Moral reasoning is focused on what, from a moral standpoint, a person should do in a given situation. Moral reasoning addresses issues of right and wrong, good and bad, virtue and vice. Moral reasoning seeks to answer these questions: What ought to be done? What is the right thing to do? Athletes use moral reasoning to make practical decisions about such topics as cheating and fair play, aggression and altruism, disrespectfulness and sportsmanship, doping and honesty.

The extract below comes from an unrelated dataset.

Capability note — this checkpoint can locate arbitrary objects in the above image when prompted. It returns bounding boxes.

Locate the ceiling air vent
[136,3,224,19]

Moral reasoning, while often focused on the practical resolution of dilemmas or problems, is also a form of philosophical reasoning. Moral reasoning appeals to decision-making criteria, formal or informal, that reflect claims about what is true, right, and/or good. When a young athlete asks herself, Should I risk my health by severely restricting my diet so that I can compete at a target weight? she is asking fundamental questions about human welfare, personal and social responsibilities to self and others, and basic issues of rights and fairness. Her reflections are practical, in that they are oriented to decision making (DM) and philosophical consideration, in that she is evaluating the moral principles that might inform her choice.
Next, we discuss the use of moral principles to inform moral reasoning, the development of moral reasoning, and moral reasoning in sport research.
Reasoning From Moral Principle
Not all moral action originates from or is guided by explicit moral reasoning. If the right thing to do is unambiguous and clear, there may be very little need for deliberative moral reasoning. Similarly, sometimes a person may act in morally charged situations from habit or intuition. But some situations lead a person to pause and reflect. This may happen, for example, when a situation presents a person with a conflict among values. For example, an athlete may think about whether to use performance-enhancing drugs (PEDs) because, on the one hand, she values optimal physical performance and, on the other hand, she values health, as well as fairness and honesty. Sifting through and prioritizing these values necessitate moral reasoning.
When people engage in moral reasoning, they make use of moral rules or principles. Moral rules are specific, prescriptive guides to action: don’t cheat, don’t lie, and play fair. In contrast, a moral principle is a generalized guide to behavior, such as the Golden Rule: Treat others as you would want to be treated.
There is a long tradition of philosophical debate over moral principles. While there are many variants, the two main philosophical camps are the utilitarians and the deontologists. Utilitarians determine the morality of an action by examining its consequences. The most widely cited utilitarian moral principle is to act so as to bring about the greatest good for the greatest number. An athlete may decide cheating is wrong, for example, if that athlete believes that sports will benefit more people if contests are fair. In contrast, deontologists define moral principles in terms of the quality of the action itself. According to deontologists, an unjust act cannot be justified by appeal to the act’s consequences. For the athlete who embraces deontology, cheating is wrong not because of the consequences of cheating but because of its inherent qualities. According to Kant’s famous version of deontology, an act is moral if, and only if, you want all people to act that same way in similar circumstances. Since an athlete does not want everyone to cheat (especially opponents), cheating is inherently wrong regardless of its consequences.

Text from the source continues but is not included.